Barton Springs is celebrated by many as the soul of Austin. The three-acre pool, rising from the Edwards Aquifer, sits among 350 acres of parkland in the capital of Texas. “The Springs” is home to sacred spiritual practices, swaying forests of water stargrass, drunken full-moon parties, endangered salamanders, and bracing New Year’s plunges. The green-blue pool stays 70 degrees year-round — a relative ice bath in summertime and a warm dip in winter. Mist rises from the water on cool mornings and cormorants skim the surface, hunting crawfish.

Karen Kocher is a filmmaker and University of Texas professor who has dedicated decades to preserving and protecting Barton Springs and its ecosystem, which has long been threatened by development. A key fight came in 1990, when a developer proposed the largest residential project in Austin’s history upstream of Barton Springs. It was voted down in a historic all-night hearing, but the incident revealed oversights in the municipal watershed ordinance. Save Our Springs Alliance wrote a replacement that restricted development in the Barton Springs watershed and successfully lobbied for its passage. Kocher chronicled the movement in her 1993 documentary, Common Ground: The Battle for Barton Springs. (Full disclosure: Kocher and my mother are longtime colleagues; I’ve known Kocher for years and served as a production assistant to her while in high school). “It turned out,” said Kocher, “that it was a model for the nation of citizen participation and involvement in their government.”In 2008, Kocher launched Living Springs, an interactive, multi-platform documentary that celebrates the culture, science, and spirituality of Barton Springs.
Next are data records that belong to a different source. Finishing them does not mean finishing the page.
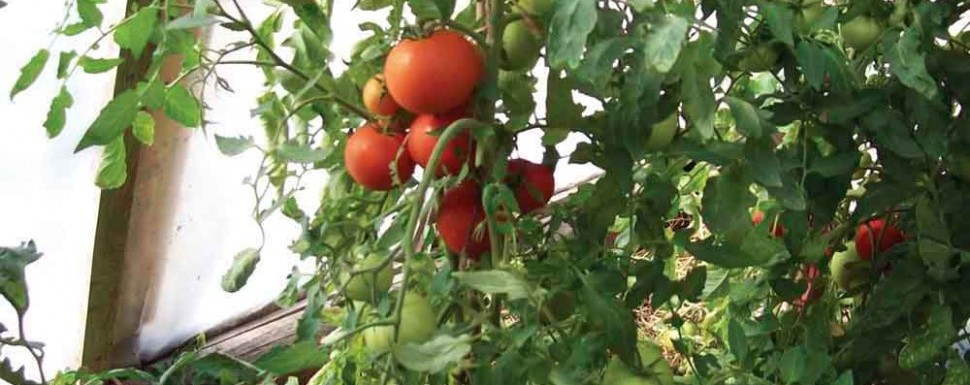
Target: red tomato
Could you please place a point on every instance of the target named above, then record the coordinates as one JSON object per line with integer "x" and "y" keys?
{"x": 370, "y": 154}
{"x": 866, "y": 233}
{"x": 532, "y": 183}
{"x": 424, "y": 136}
{"x": 434, "y": 74}
{"x": 459, "y": 215}
{"x": 777, "y": 229}
{"x": 376, "y": 98}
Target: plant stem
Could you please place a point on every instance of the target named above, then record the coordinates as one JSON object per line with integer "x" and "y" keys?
{"x": 417, "y": 203}
{"x": 244, "y": 21}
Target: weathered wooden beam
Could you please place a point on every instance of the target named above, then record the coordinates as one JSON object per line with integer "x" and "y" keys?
{"x": 131, "y": 228}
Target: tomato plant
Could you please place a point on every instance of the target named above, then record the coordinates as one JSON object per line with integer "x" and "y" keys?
{"x": 845, "y": 121}
{"x": 375, "y": 160}
{"x": 423, "y": 137}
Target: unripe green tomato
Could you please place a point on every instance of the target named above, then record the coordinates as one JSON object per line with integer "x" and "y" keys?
{"x": 417, "y": 326}
{"x": 536, "y": 7}
{"x": 806, "y": 18}
{"x": 849, "y": 270}
{"x": 759, "y": 59}
{"x": 662, "y": 133}
{"x": 861, "y": 32}
{"x": 360, "y": 286}
{"x": 520, "y": 46}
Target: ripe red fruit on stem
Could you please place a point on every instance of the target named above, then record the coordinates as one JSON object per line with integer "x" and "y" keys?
{"x": 435, "y": 74}
{"x": 424, "y": 136}
{"x": 776, "y": 228}
{"x": 532, "y": 183}
{"x": 876, "y": 231}
{"x": 459, "y": 215}
{"x": 370, "y": 154}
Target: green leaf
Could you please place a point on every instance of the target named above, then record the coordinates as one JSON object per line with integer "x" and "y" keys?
{"x": 57, "y": 115}
{"x": 737, "y": 341}
{"x": 64, "y": 62}
{"x": 750, "y": 120}
{"x": 30, "y": 72}
{"x": 134, "y": 34}
{"x": 726, "y": 201}
{"x": 182, "y": 106}
{"x": 699, "y": 103}
{"x": 97, "y": 66}
{"x": 931, "y": 342}
{"x": 294, "y": 152}
{"x": 435, "y": 355}
{"x": 13, "y": 284}
{"x": 571, "y": 23}
{"x": 112, "y": 121}
{"x": 287, "y": 359}
{"x": 933, "y": 244}
{"x": 242, "y": 267}
{"x": 113, "y": 171}
{"x": 845, "y": 379}
{"x": 664, "y": 42}
{"x": 497, "y": 282}
{"x": 234, "y": 146}
{"x": 957, "y": 373}
{"x": 811, "y": 60}
{"x": 780, "y": 19}
{"x": 793, "y": 364}
{"x": 909, "y": 64}
{"x": 90, "y": 15}
{"x": 144, "y": 128}
{"x": 764, "y": 163}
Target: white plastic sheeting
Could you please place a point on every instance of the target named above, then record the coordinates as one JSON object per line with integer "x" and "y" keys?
{"x": 47, "y": 192}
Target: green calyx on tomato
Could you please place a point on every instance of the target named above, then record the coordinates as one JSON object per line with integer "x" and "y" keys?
{"x": 760, "y": 58}
{"x": 361, "y": 285}
{"x": 662, "y": 133}
{"x": 417, "y": 325}
{"x": 849, "y": 270}
{"x": 861, "y": 32}
{"x": 521, "y": 43}
{"x": 424, "y": 137}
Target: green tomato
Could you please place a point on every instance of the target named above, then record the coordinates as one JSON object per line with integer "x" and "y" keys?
{"x": 849, "y": 270}
{"x": 861, "y": 32}
{"x": 807, "y": 17}
{"x": 539, "y": 8}
{"x": 662, "y": 133}
{"x": 360, "y": 286}
{"x": 520, "y": 46}
{"x": 759, "y": 59}
{"x": 417, "y": 326}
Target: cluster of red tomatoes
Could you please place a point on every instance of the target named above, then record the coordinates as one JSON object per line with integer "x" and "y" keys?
{"x": 848, "y": 267}
{"x": 433, "y": 79}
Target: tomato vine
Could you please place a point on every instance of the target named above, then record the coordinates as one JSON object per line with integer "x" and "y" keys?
{"x": 782, "y": 198}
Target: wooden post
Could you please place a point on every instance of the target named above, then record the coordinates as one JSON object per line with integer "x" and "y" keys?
{"x": 132, "y": 229}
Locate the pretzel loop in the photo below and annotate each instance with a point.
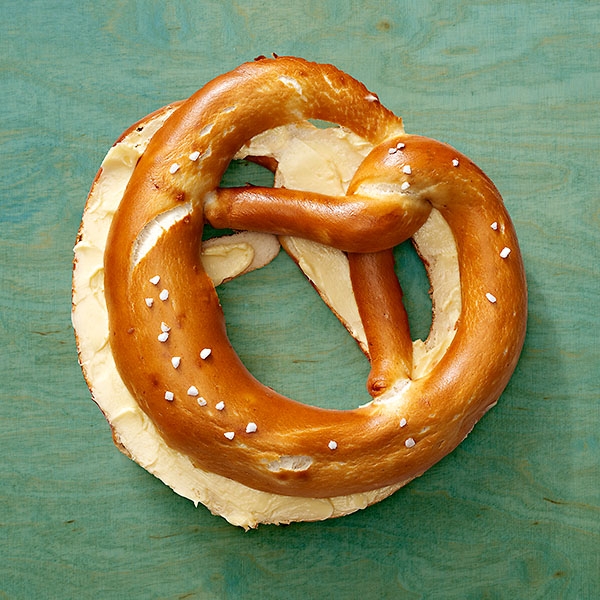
(209, 407)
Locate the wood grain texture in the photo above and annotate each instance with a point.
(513, 512)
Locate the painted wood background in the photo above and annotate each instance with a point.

The project includes interactive museum exhibits, a summer screening series, and a six-part series that aired on PBS. Kocher’s latest feature, Origins of Green Identity, tracks the efforts of two women to preserve Barton Springs from post-war development. Her work shows how this fragile ecosystem has survived only through the efforts of its fiercest advocates. Living Springs may be a local story, but it’s a global model for using art to inspire activism.

Kocher spoke with Fix about the genesis and future of Living Springs. Her responses have been edited for length and clarity.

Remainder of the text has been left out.